Ángel estaba a un lado mirando todo y una sonrisa se había formado en su rostro notando como es que su nieta se estaba convirtiendo en una futura monarca hecha y derecha.

Podía ver cómo es que la oji morada estaba charlando algunas cosas con los altos mandos hasta que quedaron en una conclusión para acarrear las pérdidas de exportación ya que así podrían evitar problemas de dinero.

- Muy bien, con eso concluimos la reunión de hoy – los tipos se fueron no mucho después de eso dejando solas a ambas demonios.

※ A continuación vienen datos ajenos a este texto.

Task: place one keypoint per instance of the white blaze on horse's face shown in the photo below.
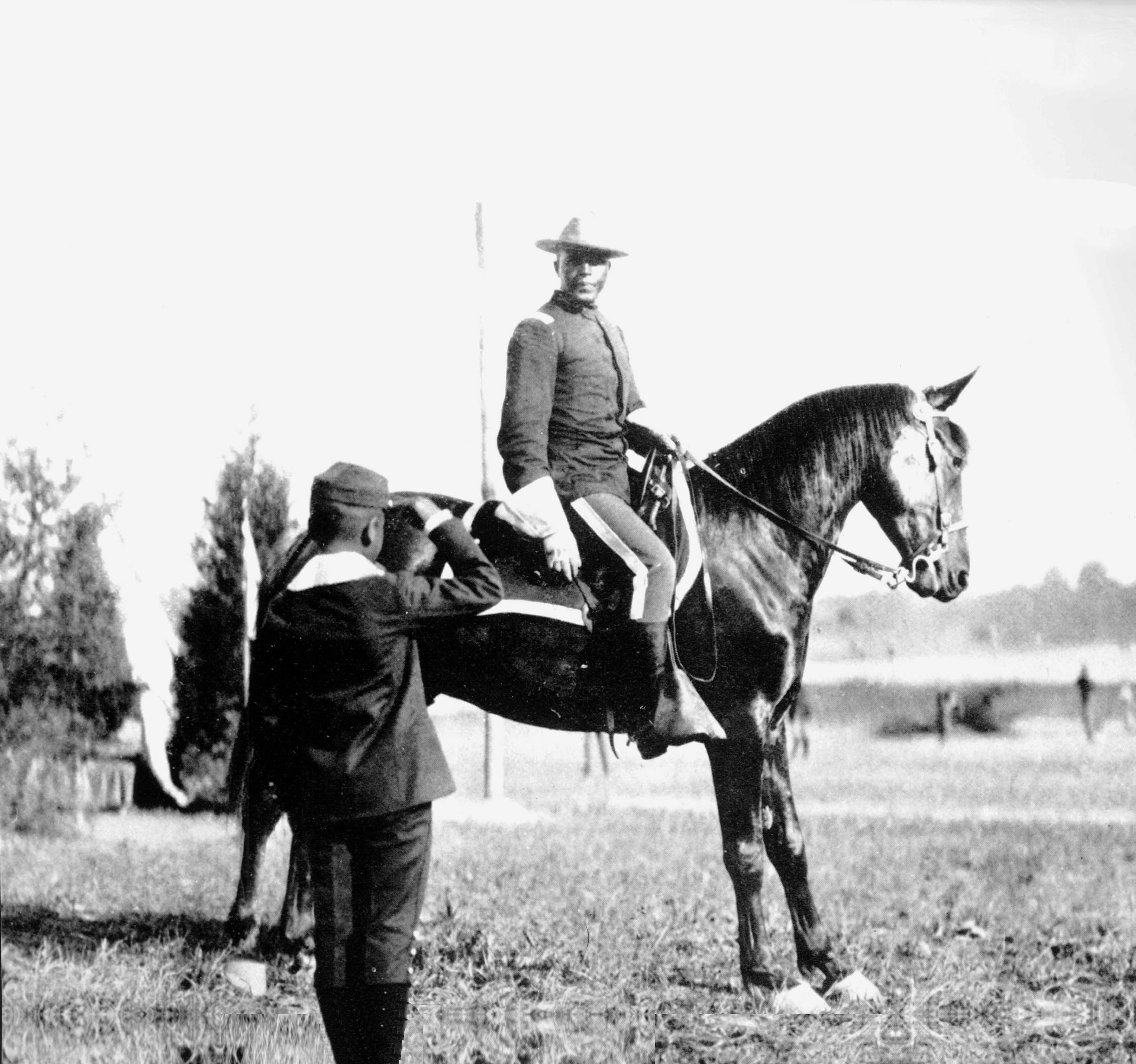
(925, 507)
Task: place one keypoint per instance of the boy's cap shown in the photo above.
(350, 486)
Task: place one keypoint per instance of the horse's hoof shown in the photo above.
(856, 987)
(242, 933)
(650, 743)
(799, 1001)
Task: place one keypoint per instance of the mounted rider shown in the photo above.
(569, 409)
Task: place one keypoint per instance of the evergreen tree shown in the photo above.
(209, 670)
(65, 678)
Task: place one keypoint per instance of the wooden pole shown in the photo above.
(495, 751)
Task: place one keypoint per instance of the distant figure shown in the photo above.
(947, 712)
(1085, 689)
(1125, 697)
(969, 709)
(799, 717)
(600, 740)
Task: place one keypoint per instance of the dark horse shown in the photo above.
(885, 445)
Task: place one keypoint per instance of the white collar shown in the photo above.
(338, 568)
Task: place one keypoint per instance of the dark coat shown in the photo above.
(568, 392)
(338, 685)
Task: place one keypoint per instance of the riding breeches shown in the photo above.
(625, 564)
(369, 878)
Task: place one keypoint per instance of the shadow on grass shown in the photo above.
(28, 927)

- Lo has hecho bien, Kana-chan.

- Gracias, no pensé que lo haría – la mini Kanon fue tomada por la mujer y se dieron un fuerte abrazo con el cual sellaron el gran amor que se tenían ambos.

Luego de un tiempo en el que todo el mundo desapareció, se separaron y Ángel pudo notar que luego de unos segundos, la seriedad se apoderó del rostro de la peli naranja.

- ¿Qué pasa Kana-chan?

- Abuela, hay algo que te tengo que decir – susurró – he soñado con Astaroth.

- ¿Astaroth? – la espalda de Ángel se tensó ante eso y ni que decir que los pensamientos de ese nombre llegaron a su mente fueron duros.

La reina de los demonios recordó lo que había pasado hace milenios cuando ese demonio atacó el Kólasi y solo podía flashbacks llenos de sangre y muchos cuerpos tirados, triturados y mutilados, de muchas cosas.

- ¿Por qué sabes ese nombre?

- Lo soñé, logré ver al Gran Azathoth el cual con su aliento logré divisar ese nombre y además de eso, pude saber que sería algo muy malo ¿no?

- Claro que sí, ese demonio no tiene que salir nunca de su prisión – Ángel se le quedó mirando un momento a su nieta.

- Mami – Arkab decía sentada en los hombros de su madre como siempre hacía.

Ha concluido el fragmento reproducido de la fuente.